Writing in The Times today, Mr Brown said Vladimir Putin should be brought to justice for his “looting of Russia’s resources” in addition to his crimes of aggression.
He says: “Putin acts without fear of consequences because historically he has not faced them. His control over the police and prosecutors including the courts prevents Russian law from being enforced.
“But until now he has also been able to act with impunity because in the world’s financial centres including London bankers, accountants, lawyers, estate agents and PR advisers, who, knowing perfectly well they are covering up crimes, have been willing to use every loophole in domestic and international law to offer his cabal safe havens.”
The new court would “intervene where domestic law has not or cannot act against misappropriation of a country’s wealth, and to punish, deter and diminish corruption whenever a nation fails to enforce their own criminal laws against corrupt leaders”.
Mr Brown writes that proof that Russia is a kleptocracy was revealed in the Panama and Pandora papers and that it is believed that rich Russians in Mr Putin’s inner circle have moved at least half of their wealth out the country through “companies registered in the Channel Islands, British Virgin Islands or other UK dependent territories”.

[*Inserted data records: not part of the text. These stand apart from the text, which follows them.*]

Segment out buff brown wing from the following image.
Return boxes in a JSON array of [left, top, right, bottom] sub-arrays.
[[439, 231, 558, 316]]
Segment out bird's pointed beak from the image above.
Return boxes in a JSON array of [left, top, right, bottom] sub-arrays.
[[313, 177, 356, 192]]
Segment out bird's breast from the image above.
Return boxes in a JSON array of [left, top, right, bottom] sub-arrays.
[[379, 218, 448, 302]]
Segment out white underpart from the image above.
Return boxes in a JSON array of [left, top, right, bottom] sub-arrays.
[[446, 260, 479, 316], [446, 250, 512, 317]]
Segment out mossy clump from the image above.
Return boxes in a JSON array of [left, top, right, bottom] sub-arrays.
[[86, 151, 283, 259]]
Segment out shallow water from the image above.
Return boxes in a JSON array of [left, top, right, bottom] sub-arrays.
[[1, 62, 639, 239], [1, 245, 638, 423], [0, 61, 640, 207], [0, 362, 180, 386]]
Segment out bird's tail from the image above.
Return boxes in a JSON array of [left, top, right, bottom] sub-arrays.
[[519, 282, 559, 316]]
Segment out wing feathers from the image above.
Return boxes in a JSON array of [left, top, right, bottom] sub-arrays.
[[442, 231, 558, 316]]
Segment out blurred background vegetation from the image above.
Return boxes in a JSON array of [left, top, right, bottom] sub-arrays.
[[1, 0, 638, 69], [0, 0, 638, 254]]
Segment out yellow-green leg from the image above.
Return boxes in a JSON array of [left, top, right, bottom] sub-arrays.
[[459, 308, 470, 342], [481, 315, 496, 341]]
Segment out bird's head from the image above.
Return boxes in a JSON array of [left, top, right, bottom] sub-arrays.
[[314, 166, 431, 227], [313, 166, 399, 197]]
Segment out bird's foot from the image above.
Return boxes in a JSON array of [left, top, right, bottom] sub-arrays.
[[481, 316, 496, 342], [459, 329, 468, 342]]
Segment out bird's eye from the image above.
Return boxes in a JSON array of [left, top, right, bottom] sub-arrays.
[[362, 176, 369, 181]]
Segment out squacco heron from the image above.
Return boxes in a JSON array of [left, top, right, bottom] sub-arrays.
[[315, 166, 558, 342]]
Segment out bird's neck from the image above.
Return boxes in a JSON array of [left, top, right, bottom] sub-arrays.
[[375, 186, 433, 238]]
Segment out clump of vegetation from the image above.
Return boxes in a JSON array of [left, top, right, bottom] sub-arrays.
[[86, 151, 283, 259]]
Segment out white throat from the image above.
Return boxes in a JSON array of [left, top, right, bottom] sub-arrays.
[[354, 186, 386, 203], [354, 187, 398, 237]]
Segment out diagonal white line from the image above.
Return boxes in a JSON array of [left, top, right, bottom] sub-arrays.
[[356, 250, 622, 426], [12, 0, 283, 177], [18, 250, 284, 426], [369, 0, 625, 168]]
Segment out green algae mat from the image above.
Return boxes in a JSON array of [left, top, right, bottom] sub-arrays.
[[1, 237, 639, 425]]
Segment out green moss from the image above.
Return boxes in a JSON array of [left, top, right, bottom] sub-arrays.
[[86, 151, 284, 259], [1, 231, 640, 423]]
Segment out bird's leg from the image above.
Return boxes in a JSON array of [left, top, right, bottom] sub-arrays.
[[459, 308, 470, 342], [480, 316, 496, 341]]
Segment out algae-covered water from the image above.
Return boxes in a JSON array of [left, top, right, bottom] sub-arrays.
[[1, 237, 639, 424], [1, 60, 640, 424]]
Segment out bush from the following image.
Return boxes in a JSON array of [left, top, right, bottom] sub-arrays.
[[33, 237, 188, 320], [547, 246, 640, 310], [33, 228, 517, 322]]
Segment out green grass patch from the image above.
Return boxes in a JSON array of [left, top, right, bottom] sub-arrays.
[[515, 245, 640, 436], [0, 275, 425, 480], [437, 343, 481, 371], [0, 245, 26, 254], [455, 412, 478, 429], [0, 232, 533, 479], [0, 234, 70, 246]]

He concludes: “In our divided fractured protectionist world an IACC may be seen as an unrealisable dream and some may call it a fool’s errand, but in recent years, against the odds, pioneering leaders have made what was dismissed as impossible possible — repairing the ozone layer in the 1980s, creating a joint US-Russian international space station in the 1990s, writing off African debt after 2000, and banning land mines and negotiating the Paris climate change treaty in the first two decades of this still-young century — and, despite the rise of nationalism, protectionism and great power competition, we have been able to create an International Criminal Court to punish war criminals.”